Nous vivons dans une époque étrange. Le passé et le futur ne coïncident plus. Malgré la vitesse de l’évolution technologique, le présent piétine. Les papes papotent. Les ayatollahs fouettent. Les banquiers veulent notre bien. Les travailleurs s’enchaînent aux lignes de montage. Les enfants font la guerre. Les ados se suicident. On a dressé les hommes les uns contre les autres. L’argent est devenu une religion. In God we trust ! Everybody else pay cash ! Tout se découd. Tout se démaille.

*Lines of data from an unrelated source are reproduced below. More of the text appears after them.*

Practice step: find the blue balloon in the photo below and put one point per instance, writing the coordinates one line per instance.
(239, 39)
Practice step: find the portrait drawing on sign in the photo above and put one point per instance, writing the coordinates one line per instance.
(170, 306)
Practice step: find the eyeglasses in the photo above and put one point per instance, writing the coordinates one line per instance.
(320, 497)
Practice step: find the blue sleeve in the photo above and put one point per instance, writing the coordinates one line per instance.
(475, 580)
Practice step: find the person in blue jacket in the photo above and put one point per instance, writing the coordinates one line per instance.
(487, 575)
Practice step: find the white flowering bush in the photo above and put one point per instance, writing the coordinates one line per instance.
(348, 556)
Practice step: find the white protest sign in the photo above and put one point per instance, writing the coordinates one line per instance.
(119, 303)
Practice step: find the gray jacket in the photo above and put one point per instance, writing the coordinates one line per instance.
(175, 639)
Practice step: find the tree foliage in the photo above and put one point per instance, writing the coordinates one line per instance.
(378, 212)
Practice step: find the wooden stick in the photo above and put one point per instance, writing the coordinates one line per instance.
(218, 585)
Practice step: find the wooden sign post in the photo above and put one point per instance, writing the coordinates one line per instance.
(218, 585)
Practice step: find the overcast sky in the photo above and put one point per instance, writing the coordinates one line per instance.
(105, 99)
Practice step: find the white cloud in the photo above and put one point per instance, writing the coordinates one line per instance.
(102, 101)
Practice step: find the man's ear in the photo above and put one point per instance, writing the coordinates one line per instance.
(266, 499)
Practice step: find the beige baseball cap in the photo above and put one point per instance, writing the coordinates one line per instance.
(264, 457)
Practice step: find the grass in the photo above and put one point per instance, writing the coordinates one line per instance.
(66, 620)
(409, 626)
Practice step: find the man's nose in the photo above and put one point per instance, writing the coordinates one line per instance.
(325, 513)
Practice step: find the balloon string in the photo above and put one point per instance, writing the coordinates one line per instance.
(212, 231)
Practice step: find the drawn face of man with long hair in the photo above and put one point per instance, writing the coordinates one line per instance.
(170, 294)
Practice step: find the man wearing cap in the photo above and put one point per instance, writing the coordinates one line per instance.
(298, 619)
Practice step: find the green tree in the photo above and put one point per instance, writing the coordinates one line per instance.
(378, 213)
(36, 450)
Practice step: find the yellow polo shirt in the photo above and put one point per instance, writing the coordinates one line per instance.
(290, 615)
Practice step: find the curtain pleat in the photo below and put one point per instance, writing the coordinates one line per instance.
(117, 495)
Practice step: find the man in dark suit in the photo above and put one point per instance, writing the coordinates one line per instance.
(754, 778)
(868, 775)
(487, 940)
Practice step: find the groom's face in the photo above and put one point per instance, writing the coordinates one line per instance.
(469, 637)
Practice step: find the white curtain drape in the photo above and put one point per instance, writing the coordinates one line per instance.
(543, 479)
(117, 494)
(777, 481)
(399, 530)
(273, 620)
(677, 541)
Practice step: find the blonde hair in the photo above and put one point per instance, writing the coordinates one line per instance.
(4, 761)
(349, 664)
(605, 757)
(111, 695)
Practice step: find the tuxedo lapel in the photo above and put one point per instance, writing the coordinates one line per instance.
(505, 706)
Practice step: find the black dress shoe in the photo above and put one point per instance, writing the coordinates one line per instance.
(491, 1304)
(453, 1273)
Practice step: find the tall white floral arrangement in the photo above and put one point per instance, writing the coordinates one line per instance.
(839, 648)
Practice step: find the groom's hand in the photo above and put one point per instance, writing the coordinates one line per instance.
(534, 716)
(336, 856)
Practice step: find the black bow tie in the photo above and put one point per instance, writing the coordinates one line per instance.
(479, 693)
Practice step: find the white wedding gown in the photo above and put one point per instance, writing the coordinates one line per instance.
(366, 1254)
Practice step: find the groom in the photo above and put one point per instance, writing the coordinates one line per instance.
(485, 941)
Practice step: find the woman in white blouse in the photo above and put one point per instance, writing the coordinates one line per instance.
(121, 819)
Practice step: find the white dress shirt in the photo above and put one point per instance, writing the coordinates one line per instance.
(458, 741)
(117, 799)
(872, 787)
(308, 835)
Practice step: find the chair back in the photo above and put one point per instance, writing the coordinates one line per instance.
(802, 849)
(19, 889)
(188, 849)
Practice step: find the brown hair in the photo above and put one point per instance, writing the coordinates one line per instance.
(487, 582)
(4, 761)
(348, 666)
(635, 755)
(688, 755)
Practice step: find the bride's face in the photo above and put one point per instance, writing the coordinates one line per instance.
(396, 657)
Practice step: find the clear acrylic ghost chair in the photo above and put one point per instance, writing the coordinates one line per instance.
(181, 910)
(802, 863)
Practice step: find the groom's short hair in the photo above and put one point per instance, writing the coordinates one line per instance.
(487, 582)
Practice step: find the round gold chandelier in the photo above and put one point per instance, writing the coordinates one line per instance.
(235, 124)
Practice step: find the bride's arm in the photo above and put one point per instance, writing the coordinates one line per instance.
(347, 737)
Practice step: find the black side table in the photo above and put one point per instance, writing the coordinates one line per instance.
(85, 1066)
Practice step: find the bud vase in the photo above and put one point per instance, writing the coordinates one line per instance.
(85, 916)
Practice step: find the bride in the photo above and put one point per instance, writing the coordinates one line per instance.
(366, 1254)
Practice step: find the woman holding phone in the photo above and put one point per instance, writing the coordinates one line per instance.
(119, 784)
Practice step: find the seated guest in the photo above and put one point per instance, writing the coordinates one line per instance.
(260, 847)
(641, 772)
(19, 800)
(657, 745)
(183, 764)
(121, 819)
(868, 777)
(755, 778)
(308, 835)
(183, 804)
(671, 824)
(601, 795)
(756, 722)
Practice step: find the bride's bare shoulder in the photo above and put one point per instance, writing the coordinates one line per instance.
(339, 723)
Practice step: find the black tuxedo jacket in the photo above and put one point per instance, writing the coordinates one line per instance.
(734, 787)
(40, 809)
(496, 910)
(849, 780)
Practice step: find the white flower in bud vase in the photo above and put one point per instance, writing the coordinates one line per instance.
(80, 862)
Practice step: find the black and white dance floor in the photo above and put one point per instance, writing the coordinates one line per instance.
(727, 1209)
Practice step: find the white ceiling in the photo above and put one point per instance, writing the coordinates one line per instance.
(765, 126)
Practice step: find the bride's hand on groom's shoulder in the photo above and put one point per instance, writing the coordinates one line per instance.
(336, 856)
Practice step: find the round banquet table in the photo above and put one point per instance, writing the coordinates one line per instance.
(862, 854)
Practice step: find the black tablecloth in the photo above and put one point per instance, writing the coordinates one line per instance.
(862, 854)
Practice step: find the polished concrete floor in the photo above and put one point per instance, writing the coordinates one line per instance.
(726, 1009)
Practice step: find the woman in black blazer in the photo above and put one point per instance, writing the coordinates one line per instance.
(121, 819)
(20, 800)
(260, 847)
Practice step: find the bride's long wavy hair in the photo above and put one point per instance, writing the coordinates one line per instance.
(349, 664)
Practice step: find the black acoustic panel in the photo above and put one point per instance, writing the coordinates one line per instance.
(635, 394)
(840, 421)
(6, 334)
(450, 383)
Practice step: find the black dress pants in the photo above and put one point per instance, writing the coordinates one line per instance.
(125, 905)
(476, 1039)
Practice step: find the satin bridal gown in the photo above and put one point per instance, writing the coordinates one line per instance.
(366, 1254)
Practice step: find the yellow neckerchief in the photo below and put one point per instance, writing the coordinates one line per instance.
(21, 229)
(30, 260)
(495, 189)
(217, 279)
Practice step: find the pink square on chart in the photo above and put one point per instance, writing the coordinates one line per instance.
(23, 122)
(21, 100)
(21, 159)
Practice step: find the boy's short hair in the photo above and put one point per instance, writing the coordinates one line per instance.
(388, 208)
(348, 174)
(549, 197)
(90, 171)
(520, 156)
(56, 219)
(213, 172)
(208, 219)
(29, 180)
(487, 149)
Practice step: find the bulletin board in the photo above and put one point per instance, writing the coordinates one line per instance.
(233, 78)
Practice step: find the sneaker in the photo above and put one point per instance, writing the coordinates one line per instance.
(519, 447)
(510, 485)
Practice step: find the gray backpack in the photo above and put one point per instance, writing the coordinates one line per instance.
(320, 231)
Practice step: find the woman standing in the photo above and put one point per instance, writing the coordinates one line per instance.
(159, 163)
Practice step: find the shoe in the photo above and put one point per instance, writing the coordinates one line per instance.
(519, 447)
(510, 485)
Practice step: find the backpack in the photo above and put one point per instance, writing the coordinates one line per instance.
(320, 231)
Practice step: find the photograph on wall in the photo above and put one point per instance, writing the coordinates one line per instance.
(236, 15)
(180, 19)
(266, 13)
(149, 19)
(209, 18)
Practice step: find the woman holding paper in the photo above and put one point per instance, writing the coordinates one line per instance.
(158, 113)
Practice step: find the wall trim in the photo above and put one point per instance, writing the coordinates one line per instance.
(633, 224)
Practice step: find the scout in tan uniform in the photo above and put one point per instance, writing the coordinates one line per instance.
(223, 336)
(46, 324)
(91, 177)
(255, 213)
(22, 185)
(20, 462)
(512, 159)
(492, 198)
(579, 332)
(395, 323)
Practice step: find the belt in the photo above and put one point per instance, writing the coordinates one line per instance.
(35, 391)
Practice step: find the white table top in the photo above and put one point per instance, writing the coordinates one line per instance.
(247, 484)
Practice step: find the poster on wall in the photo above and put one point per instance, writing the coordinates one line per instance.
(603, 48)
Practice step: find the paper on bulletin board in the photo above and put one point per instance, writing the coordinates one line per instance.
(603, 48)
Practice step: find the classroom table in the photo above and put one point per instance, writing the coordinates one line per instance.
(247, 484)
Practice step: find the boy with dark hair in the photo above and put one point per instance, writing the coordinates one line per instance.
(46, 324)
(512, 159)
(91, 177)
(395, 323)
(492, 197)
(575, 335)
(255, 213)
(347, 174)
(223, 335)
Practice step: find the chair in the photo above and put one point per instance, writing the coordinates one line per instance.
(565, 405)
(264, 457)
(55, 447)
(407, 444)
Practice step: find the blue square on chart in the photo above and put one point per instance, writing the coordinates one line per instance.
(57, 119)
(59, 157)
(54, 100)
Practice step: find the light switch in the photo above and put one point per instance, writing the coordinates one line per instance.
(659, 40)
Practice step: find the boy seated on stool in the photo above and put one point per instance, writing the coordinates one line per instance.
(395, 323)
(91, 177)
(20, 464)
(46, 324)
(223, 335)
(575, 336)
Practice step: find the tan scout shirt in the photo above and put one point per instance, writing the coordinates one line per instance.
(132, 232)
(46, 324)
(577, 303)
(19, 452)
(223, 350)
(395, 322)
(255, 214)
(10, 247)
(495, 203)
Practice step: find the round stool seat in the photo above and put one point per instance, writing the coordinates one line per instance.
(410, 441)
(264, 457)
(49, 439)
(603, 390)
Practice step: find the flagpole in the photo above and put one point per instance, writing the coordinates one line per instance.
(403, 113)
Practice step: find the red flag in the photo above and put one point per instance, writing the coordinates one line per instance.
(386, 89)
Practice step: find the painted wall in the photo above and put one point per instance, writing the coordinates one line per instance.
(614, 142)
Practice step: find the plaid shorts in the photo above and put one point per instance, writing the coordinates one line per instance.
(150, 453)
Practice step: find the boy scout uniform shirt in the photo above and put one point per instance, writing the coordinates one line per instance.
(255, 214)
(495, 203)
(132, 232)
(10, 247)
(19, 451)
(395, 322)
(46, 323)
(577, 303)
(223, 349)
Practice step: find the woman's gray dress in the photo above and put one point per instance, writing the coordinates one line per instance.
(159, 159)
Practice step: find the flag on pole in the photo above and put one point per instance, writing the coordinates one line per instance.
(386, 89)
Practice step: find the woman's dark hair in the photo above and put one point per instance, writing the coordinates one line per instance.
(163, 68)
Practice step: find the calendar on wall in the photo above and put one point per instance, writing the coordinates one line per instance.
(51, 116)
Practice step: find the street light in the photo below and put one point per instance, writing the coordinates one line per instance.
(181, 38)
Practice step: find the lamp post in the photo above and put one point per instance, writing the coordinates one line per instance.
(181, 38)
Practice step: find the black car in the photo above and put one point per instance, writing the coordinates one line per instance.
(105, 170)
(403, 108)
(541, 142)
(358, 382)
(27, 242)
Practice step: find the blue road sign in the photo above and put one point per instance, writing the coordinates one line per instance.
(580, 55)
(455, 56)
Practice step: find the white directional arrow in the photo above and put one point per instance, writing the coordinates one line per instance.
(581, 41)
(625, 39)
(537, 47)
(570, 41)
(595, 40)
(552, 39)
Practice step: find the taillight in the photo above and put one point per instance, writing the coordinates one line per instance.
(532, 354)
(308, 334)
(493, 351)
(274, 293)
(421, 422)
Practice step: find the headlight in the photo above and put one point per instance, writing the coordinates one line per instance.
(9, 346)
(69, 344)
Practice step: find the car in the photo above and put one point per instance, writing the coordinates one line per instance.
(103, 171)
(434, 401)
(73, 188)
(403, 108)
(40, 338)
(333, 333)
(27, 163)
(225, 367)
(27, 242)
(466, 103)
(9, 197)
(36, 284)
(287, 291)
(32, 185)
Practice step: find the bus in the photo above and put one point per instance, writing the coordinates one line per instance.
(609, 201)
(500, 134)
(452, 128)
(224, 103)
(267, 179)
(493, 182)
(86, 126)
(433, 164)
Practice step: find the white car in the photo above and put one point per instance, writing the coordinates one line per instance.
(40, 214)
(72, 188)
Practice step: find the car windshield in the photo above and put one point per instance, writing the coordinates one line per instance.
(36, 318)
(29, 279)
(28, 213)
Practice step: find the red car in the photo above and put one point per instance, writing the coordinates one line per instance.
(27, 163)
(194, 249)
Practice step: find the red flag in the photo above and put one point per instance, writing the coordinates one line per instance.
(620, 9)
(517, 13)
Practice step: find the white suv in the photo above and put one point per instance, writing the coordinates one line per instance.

On rapièce à la pièce le tissu de la vie. Des clignotants remplacent les étoiles. Rien n’est vrai. Tout est faux. On a mis l’arc-en-ciel dans l’écrin des écrans. Des larmes de pétrole viennent souiller la plage. On vend l’air. On vend l’eau. La plus petite brise sera cotée en Bourse. On n’étreint plus la terre, on l’éventre d’une main mécanique. De gros doigts de métal arrachent les racines. Il y a de moins en moins de plumes dans les nids, de plus en plus de poules dans les cages. Les images virtuelles ont remplacé la vue. Le cœur en portefeuille a fait taire l'amour. L’homme ne peut plus dormir sans portable à la main. Il ne peut plus sourire sans une carte de crédit. Où d’autres cherchent à s’occuper, j’aime le désœuvrement, les promenades vespérales, la féerie du paysage, traverser l’océan sur un tapis volant. Le voyage commence en ouvrant les volets.

 

Dans le capitalisme confortable, il n’y a que quelques fauteuils pour des milliards de chaises vides. Sur les écrans géants, les ptérodactyles ont rejoint les canons atomiques. Des zombies en péplum envahissent les villes. À quoi sert ce qu’on apprend s’il faut en faire du fric ? L’argent ne se mange pas. Il tue pire que la mort. À quoi sert ce qu’on gagne s’il faut perdre son âme ? Il faudrait qu’il y ait plus d’amour dans un mot que de mort dans une bombe. Entre le cul et la métaphysique, la pensée n’invente plus qu’un décor. Écartelé entre Bergson et Brautigan, j’ai préféré la pêche au sourire de Dieu, la course du lièvre à la philosophie, un éclair blanc de chair au smoking des idées. Peu importe le voyage, aucun départ ne dément l’arrivée. Ce sont les pas qui font la route. On sait ce que l’on quitte sans savoir ce qu’on cherche. Il y a des textes à lire les yeux fermés, des textes à dire avec les mains, des textes à voir avec les oreilles, des textes à faire avec rien. Il y a tant d’images, tant de mots, des milliards d’étoiles partout, des planètes en gésine, le réel et l’imaginaire tentant de se rejoindre, l’infime et l’infini. La lune attend monsieur Godot avec ses yeux en forme d’étoile. Où allons-nous ? Le monde coince entre l’artiste et le marchand. J’ai l’impression de flotter dans l’espace oublié. Même dépourvu de tout, j’en arrive encore à perdre quelque chose. Je baisse le ton quand j’entre dans mon corps. Tout homme porte en lui l’humanité entière.

 

Dans les échanges humains, les statuts ont pris la place du sentiment. Les masques se rengorgent sans même avoir de gorge. L’empathie s’étiole dans les paperasses comptables. Il se fait tard et le monde va mal. Les feuilles tombent comme des oiseaux morts. Il n’y a plus d’êtres humains. Il n’y a plus que des images, des avatars, des zombies. Le couteau sur l’aorte, la faim au ventre, la rage aux dents, la peur aux trousses, le cœur entre deux ailes, je revendique la vie. J’écris pour les vivants, ceux qui restent debout parmi les girouettes et tournent quand ils veulent.